Consider a simple defense mechanism, such as pepper spray. Beason believes that while "it's up to the individual whether or not to use a defensive weapon, if you choose to arm yourself become familiar with the weapon and keep it accessible."

In the office, talk with others about their concerns. Agree to leave together at a set hour. Park your cars in the same area, leave the office together, and escort one another. Some work may not be finished, and some co-workers may have to wait a few minutes before leaving, but fear will be reduced - an acceptable trade-off.

Meet with your bosses and convey your concerns. Supervisors can offer solutions, such as overtime escorts or altered work schedules, only if they're aware of the problem.

While assault statistics are relatively low in this area, the concern is real. Rather than surrender to fear, work with your co-workers and bosses to arrive at acceptable solutions. Open discussion is often the first step to problem solving.

Q: I had money stolen from my desk. I feel I can't trust anyone here anymore.

A: While you're disappointed by dishonesty, you're also suffering from a sense of diminished security. Regaining security will help restore your good relationships with your co-workers.

Because theft is always a possibility, assume that you are a target and take precautions accordingly. No one should leave anything of value unattended in the workplace. If a theft occurs, notify your supervisor and then law enforcement. If several thefts occur, efforts to stop the crime wave will be greater if everyone is aware of its magnitude.

If you must take cash, credit cards or checks for use throughout the day, take only what you'll actually use and carry it on you. Leave the rest at home.

If you have a drawer that locks, use it and make it a ritual to lock the drawer and doublecheck the security. Carry the key with you at all times - you aren't safe if you lock a drawer and leave the keys on your desk.

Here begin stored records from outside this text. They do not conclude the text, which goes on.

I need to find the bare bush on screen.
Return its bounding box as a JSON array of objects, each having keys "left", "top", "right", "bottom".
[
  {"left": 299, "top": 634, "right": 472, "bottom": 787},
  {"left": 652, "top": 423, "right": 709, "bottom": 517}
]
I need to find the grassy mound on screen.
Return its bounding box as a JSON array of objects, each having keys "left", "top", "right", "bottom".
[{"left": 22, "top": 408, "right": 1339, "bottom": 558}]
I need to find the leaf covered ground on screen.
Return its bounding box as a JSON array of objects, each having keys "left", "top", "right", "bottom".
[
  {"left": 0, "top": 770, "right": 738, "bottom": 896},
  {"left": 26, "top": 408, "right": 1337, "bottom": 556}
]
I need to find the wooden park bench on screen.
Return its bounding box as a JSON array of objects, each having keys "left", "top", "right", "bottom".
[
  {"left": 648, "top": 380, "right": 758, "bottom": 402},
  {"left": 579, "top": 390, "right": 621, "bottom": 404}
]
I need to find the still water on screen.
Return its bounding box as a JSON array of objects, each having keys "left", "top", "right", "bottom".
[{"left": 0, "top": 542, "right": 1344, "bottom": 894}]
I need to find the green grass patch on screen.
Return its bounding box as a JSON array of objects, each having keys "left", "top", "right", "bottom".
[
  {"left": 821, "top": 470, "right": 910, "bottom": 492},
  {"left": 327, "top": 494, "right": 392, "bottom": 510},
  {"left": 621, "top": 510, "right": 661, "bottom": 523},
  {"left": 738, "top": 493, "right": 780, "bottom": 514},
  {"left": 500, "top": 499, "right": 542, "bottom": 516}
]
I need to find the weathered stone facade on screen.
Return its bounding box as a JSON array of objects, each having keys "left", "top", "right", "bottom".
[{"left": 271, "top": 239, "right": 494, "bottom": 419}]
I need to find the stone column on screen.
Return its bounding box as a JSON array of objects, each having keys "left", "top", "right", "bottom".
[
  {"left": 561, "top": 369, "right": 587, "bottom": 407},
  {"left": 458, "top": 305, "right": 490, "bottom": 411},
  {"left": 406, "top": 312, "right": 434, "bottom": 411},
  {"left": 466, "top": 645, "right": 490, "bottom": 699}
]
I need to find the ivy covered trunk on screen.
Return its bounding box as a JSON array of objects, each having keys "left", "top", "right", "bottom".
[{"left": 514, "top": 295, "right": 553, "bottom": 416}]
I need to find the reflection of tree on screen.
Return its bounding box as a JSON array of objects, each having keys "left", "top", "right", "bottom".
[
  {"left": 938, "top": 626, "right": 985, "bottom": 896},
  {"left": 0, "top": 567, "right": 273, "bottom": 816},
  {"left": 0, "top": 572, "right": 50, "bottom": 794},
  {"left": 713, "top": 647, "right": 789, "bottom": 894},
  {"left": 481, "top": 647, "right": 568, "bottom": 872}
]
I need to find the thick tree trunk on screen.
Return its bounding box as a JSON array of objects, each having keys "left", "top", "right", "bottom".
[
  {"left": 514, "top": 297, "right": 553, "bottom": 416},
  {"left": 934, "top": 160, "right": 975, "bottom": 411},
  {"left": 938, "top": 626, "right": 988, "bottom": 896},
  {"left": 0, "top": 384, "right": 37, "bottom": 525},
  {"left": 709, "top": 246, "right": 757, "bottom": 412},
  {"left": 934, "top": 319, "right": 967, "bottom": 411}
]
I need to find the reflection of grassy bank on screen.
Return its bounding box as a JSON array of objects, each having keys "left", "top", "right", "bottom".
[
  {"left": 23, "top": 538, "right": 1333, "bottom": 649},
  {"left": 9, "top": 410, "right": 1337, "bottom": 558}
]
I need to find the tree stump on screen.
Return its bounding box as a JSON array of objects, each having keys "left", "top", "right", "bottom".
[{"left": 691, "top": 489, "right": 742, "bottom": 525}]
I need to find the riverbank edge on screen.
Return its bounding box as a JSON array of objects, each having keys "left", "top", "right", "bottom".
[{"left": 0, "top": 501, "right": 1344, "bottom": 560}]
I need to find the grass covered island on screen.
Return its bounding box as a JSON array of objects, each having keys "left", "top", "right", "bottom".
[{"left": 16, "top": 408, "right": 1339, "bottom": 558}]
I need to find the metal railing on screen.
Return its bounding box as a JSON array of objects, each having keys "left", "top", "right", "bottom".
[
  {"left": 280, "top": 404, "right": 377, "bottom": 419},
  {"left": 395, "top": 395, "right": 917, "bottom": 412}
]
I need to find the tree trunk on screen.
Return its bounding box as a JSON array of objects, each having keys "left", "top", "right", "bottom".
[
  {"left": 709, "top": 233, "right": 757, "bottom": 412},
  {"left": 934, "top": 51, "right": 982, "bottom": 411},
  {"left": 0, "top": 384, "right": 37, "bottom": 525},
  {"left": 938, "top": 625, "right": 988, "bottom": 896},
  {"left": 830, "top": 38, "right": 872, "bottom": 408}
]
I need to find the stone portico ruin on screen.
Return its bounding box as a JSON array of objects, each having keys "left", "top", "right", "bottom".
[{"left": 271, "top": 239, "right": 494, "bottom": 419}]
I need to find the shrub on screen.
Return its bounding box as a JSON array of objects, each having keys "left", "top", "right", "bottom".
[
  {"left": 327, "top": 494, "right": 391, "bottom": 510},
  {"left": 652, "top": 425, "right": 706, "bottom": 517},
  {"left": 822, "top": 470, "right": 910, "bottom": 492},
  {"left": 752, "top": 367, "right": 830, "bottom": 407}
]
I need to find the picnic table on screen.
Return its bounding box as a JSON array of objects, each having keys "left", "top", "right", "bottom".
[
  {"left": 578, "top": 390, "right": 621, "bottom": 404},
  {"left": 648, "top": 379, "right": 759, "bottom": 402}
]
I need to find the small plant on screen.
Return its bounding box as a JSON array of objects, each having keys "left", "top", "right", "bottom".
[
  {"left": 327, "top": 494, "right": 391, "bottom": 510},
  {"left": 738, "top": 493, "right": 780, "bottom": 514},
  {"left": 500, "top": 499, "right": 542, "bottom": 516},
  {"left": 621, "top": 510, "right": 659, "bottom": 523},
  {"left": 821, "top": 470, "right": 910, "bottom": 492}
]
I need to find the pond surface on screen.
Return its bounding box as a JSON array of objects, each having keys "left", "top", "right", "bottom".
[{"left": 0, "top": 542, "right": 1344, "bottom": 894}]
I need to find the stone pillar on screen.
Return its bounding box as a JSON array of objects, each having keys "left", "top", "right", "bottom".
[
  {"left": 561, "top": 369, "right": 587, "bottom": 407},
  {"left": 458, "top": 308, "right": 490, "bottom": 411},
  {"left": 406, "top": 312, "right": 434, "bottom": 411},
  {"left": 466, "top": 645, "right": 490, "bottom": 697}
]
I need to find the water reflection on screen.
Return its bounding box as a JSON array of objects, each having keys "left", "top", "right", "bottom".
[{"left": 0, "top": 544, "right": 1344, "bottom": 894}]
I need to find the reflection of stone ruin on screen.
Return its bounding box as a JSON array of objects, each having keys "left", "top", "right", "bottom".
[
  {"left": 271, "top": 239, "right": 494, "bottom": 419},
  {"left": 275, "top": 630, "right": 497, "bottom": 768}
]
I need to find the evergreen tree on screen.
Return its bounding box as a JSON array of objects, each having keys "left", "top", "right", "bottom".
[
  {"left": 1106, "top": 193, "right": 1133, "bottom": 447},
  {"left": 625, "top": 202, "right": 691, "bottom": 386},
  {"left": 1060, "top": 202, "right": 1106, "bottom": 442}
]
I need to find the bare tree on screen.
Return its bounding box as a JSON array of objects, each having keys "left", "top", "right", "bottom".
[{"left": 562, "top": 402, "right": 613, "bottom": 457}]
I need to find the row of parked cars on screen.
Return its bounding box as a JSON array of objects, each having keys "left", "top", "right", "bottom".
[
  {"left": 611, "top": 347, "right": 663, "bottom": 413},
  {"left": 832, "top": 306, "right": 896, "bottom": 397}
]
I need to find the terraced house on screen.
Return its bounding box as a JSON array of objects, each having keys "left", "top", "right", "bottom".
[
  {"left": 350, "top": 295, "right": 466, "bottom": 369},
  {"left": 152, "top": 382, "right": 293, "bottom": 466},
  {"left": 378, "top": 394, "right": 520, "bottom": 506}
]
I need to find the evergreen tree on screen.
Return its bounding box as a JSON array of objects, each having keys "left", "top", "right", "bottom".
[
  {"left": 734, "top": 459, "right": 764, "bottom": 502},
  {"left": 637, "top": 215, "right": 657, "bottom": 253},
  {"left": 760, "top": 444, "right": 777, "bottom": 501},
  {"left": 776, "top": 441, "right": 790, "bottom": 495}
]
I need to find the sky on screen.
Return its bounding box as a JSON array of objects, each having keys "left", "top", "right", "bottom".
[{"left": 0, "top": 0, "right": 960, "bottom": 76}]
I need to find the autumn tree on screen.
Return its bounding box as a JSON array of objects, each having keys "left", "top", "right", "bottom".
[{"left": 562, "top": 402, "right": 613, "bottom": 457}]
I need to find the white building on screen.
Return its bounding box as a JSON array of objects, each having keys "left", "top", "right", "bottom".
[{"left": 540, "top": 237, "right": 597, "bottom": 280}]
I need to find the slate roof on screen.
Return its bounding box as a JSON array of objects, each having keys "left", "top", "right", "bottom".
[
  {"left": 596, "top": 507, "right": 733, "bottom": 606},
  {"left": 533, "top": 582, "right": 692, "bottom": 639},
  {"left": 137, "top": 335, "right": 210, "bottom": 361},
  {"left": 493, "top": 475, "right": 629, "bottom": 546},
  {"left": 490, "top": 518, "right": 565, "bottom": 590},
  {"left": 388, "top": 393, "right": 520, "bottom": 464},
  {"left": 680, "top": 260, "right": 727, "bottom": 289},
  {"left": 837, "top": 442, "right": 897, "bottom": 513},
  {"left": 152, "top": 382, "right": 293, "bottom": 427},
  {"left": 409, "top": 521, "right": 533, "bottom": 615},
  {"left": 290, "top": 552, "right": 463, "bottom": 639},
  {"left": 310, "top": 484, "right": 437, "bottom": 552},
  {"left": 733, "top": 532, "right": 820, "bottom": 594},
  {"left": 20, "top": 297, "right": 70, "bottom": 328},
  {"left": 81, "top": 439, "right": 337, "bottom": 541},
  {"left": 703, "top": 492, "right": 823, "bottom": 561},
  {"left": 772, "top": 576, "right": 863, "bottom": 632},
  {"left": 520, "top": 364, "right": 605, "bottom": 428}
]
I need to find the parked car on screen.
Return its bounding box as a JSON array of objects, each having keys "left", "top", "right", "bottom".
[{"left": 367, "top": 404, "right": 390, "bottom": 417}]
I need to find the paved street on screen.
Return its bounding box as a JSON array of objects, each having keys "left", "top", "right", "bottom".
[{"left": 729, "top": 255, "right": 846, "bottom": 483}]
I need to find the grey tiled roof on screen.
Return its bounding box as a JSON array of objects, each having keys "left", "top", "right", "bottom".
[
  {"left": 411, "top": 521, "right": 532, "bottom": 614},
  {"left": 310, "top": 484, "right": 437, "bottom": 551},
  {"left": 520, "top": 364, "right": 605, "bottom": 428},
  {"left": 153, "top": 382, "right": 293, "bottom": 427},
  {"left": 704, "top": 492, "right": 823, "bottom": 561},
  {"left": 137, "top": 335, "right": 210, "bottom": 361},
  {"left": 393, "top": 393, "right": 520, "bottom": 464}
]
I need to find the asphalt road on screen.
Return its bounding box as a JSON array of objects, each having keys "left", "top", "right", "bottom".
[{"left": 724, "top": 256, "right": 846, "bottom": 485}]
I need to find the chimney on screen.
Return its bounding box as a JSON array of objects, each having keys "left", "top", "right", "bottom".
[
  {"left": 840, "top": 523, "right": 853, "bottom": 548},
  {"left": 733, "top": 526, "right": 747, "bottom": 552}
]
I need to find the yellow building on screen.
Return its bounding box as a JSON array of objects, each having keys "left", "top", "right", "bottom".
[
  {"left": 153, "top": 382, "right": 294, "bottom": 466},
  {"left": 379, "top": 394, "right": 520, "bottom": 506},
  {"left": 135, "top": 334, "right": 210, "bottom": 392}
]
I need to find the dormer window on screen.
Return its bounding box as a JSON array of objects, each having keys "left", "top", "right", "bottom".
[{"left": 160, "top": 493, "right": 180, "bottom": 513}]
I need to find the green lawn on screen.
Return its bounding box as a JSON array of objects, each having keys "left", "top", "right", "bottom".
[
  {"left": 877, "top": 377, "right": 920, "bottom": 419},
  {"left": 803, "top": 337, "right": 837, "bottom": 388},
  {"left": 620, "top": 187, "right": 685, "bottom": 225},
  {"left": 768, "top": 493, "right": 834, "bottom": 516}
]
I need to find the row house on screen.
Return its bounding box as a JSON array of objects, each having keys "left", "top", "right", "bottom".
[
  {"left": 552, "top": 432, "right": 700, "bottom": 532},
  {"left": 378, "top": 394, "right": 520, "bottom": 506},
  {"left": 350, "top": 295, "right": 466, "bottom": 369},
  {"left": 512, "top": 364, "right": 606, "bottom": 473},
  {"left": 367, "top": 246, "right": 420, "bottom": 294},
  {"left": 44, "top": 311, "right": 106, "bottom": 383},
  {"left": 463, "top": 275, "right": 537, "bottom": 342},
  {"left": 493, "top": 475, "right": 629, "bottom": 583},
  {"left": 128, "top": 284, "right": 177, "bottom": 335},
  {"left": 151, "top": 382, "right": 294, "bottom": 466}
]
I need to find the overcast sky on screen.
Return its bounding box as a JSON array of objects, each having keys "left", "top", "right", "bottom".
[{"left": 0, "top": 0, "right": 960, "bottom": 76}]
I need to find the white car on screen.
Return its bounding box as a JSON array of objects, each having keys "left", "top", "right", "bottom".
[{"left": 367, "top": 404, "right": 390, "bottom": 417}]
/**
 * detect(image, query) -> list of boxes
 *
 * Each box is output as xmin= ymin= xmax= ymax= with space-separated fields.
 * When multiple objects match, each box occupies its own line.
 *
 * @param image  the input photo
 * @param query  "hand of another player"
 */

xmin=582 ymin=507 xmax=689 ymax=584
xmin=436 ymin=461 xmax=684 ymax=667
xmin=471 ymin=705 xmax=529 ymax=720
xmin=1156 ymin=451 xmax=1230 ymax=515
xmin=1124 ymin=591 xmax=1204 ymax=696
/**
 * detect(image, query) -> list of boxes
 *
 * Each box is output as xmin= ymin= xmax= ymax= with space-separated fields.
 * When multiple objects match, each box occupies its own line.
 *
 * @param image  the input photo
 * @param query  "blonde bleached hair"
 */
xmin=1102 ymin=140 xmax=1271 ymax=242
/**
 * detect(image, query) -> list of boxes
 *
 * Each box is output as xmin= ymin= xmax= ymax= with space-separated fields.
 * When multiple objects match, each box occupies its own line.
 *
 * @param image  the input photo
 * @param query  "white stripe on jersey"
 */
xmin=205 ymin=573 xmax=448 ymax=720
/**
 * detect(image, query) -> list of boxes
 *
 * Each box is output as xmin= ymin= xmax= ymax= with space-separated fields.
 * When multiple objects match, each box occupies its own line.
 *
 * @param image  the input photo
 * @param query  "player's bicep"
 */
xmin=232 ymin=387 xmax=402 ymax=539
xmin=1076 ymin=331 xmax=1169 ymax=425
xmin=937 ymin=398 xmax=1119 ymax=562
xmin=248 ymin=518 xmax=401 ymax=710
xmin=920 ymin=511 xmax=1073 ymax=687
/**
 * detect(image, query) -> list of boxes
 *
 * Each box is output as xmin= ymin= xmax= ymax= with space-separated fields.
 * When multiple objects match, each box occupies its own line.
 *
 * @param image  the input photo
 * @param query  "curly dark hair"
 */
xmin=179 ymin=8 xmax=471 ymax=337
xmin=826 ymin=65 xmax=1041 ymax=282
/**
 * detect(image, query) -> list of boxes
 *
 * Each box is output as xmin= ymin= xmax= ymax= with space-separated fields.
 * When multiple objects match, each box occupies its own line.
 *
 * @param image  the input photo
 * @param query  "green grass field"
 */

Removing the possibility of theft from your work area will allow you to resume feelings of goodwill.

Q: We have a truly incompetent co-worker who's become the target of jokes shared by other co-workers and our boss. The person is unfit for the job, but it seems wrong to have these discussions behind someone's back.

A: It is wrong to mock a co-worker; it's worse when a supervisor participates as a peer. It's a supervisor's responsibility to ensure co-workers demonstrate courteous and respectful behavior toward one another; it's also the supervisor's responsibility either to elicit the desired behavior from an employee or to terminate the employment.

Talk with your supervisor. Explain you're uncomfortable participating in the discussions. Add that you welcome the opportunity to participate in efforts to improve the co-worker's performance.

Following that meeting, use a conversation-stopper whenever the critique begins. One stopper: "I've never been comfortable talking negatively about anyone behind his [or her] back. Please excuse me." Then leave. Another stopper: "Whenever we can move to discussing a plan to help him improve, please count me in. Until then, I really don't feel right talking about him." Then leave.

If the behavior doesn't cease, you have - at a minimum - established your boundaries without offending others. It's unlikely you'll be included in future gripe sessions. In the happiest scenario, your actions and words may serve as models for others.